Final Report Summary - BIOENGINEERED NICHES (Bioengineering the neural stem cell niche to identify regulators of fate determination)

The stem cell mediated regenerative potential of tissues, namely the intrinsic capacity to give rise to new cells upon loss, damage, death or malfunctioning, captures research interests and attention on many different levels. On the one hand, there’s interest in elucidating the mechanisms that have been selected throughout evolution to ensure tissue maintenance, on the other hand, with the increasing understanding of basic mechanisms controlling cell proliferation and differentiation within a tissue, the possibility of exploiting these features in a clinical setting has become more and more appealing and feasible. During embryogenesis and organ development, active proliferation of cells is responsible for increased organ size. This step is then followed by differentiation of cells in specific types that will perform tissue functions. In many somatic tissues, stem cells remain also after development is terminated and these are responsible for tissue turnover during adulthood. Stem cells are by definition able to self-renew and therefore generate more stem cells, and are able to generate, through activation of a differentiation program, specific cell types. While embryonic stem cells, isolated from early stages of embryonic development, are capable of generating all tissue types, stem cells isolated from adult tissues are generally only capable, under physiological conditions, to generate cells of the tissue in which they reside. Some tissues like the skin or the intestinal tracks, require constant cellular turnover, and are characterized by high levels of stem cell proliferation, others, such as the brain or the heart, are quiescent tissues and regenerative activity is limited as well as stem cell number is scarce (Li and Clevers, 2010). In all these tissues, stem cells are neighbored by adjacent cells which provide support and signals to regulate their activity, and are embedded in a three dimensional environment. These cellular and extracellular components surrounding stem cells have been named “niches” (Miller and Gauthier-Fisher, 2009).

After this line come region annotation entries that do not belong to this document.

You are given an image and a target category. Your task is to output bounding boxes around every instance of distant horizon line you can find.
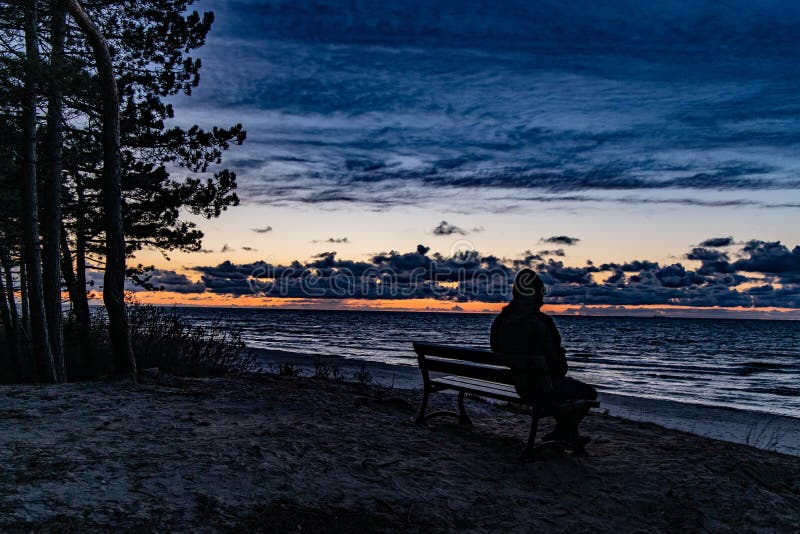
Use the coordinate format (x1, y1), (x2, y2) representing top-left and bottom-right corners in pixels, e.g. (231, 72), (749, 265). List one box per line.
(90, 299), (800, 322)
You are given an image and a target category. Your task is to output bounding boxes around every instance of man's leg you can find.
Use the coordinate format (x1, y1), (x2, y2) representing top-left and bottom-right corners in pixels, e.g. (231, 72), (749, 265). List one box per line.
(544, 376), (597, 442)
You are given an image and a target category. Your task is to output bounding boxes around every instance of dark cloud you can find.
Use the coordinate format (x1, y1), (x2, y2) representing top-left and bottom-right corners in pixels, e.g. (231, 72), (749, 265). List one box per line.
(433, 221), (467, 235)
(311, 237), (350, 244)
(700, 237), (733, 248)
(733, 240), (800, 276)
(540, 235), (580, 246)
(189, 241), (800, 308)
(169, 0), (800, 209)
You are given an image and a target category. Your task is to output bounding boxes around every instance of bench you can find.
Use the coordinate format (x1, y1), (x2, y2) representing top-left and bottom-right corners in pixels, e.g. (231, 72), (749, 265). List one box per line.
(414, 342), (600, 458)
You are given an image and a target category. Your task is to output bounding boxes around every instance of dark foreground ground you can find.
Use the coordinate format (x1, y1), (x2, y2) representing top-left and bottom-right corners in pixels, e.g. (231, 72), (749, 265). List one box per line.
(0, 377), (800, 533)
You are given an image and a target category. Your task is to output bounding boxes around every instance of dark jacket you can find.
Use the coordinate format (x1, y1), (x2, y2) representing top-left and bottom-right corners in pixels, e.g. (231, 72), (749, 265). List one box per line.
(491, 302), (567, 378)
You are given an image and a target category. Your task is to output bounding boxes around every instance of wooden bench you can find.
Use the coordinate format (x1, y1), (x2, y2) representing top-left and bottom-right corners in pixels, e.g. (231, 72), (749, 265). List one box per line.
(414, 342), (600, 458)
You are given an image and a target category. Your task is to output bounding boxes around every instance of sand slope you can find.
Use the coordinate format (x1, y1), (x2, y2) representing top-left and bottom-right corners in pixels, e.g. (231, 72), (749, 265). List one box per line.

While massive amount of research has been done to isolate and ex vivo culture stem cells, little attention has been put in trying to preserve these niche signals, despite the fact that they may be required to maintain stem cell functions (Lutolf et al., 2009). Stem cell isolation is feasible for many different tissues, however in vitro culture paradigms often consist of expansion of cells on plastic dishes, while extracellular signals are provided by addition of growth factors in solution, which very little match with the native environment. In many cases, this leads to rapid loss in culture of stem cell characteristics. Key examples are the culture of hematopoietic stem cells and muscle stem cells. By exploiting bioengineering techniques, we developed a novel cell culture platform to grow stem cells in vitro, by trying to emulate some key niche characteristics. Cells are cultured on soft hydrated gels (poly-ethylen-glycol hydrogels), largely consisting of water. By controlling the chemical composition of the gels, the stiffness of the substrate can be easily modified and the effect on stem cell behavior can be studied. The surface of these gels, contacting the cells, was modified in a way to provide signals: adhesion molecules, cell-cell contact signals and growth factors, that would mimic the native niche signals, from where the cells were extracted. This platform offered furthermore the possibility to systematically address, in a combinatorial fashion, which parameters would be more relevant in terms of achieving better proliferation or better differentiation of cells. Namely, protein concentrations and combinations could be easily modified (Gobaa et al., 2011). We combined this novel culture platform with time-lapse video microscopy, in order to obtain dynamic information on how the cell would respond to the environmental cues we provided. Monitoring cells continuously, instead of taking snap-shots in time of a culture, allows to better understand how the end point has been reached (Schroeder, 2011).